Third, a serverless API for engineers who want the platform without the platform. SOC 2 Type 2, HIPAA, GDPR. VPC and on-prem deployment options for the customers whose lawyers would otherwise still be talking.

Field Note

What people actually do with it: Build RAG systems. Fine-tune domain LLMs. Power compliance and discovery workflows. Feed agentic AI workflows that need to read the same forms a human analyst would. Replace nine separate parsing scripts with one library call.

Adoption, Roughly To Scale

Approximate, public figures. The actual numbers are bigger by the time you finish reading.

OSS downloads

6M+

Codebases

12,000+

Organizations

45,000+

Fortune 500

~1/3

Funding

$65M

The Proof

The customer roster is mostly redacted, which is what happens when you sell into banks, hospital systems, and federal agencies. The investor roster, though, says enough. Menlo led the B. Databricks Ventures and IBM Ventures and NVentures - NVIDIA's arm - all came in. These are not the kind of strategics who write a check and disappear. Databricks already integrates Unstructured into its lakehouse story. IBM productized it inside watsonx as their document preprocessing layer. NVIDIA wants every piece of the AI stack accelerated; preprocessing is now in scope.

In a category where five companies make a polished landing page and two of them quietly evaporate, this is what traction looks like when it is real.

Six million downloads is not a vanity metric. It is what happens when engineers find something that works on a Friday and ship it on a Monday. - Observation from the open-source ecosystem

The Mission, Stated Without Embarrassment

The official line is "make enterprise data LLM-ready." The unofficial line is more interesting: every generative AI workflow worth running depends on data the company already owns but cannot read. Unstructured wants to be the boring middleware that closes that gap, the way Stripe became the boring middleware for payments. You do not think about it. You just use it. And then one day you cannot imagine building without it.

It is, to be candid, not the kind of mission that sells T-shirts. It is the kind that sells contracts.

Why It Matters Tomorrow

Two things are happening at once. First, agentic AI is moving from demo to deployment, which means systems that need to read documents on behalf of humans - in real time, at production volume, without supervision. Second, the easy data is gone. The internet has been scraped. The next frontier is the proprietary data sitting inside companies: the contracts, the claims, the clinical notes, the trading documents. None of it is in a useful format. All of it has to be turned into one.

If those two trends are correct, the company that owns the preprocessing layer is positioned the way Snowflake was positioned for the data warehouse decade. That is the Unstructured pitch in eighteen words. The remaining question is execution, and the early returns suggest the team is doing fine.

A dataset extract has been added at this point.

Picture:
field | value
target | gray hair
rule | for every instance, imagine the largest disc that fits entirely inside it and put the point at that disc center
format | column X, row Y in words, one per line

Back to the Folder Named Q3_FINAL_FINAL_v7

The data scientist runs a script. Forty-one PDFs go in. Out comes a clean stream of titles, paragraphs, tables, captions, and metadata, tagged and chunked and ready to be embedded. The handwritten margins are caught. The rotated page is righted. The footnotes survive. By Tuesday the LLM is answering questions about the bank's Q3 with quotes that actually cite the source. The data scientist closes the laptop and goes home on time, for once.

Somewhere in San Francisco, Unstructured ships another release. Nobody throws a parade. That, more or less, is the point.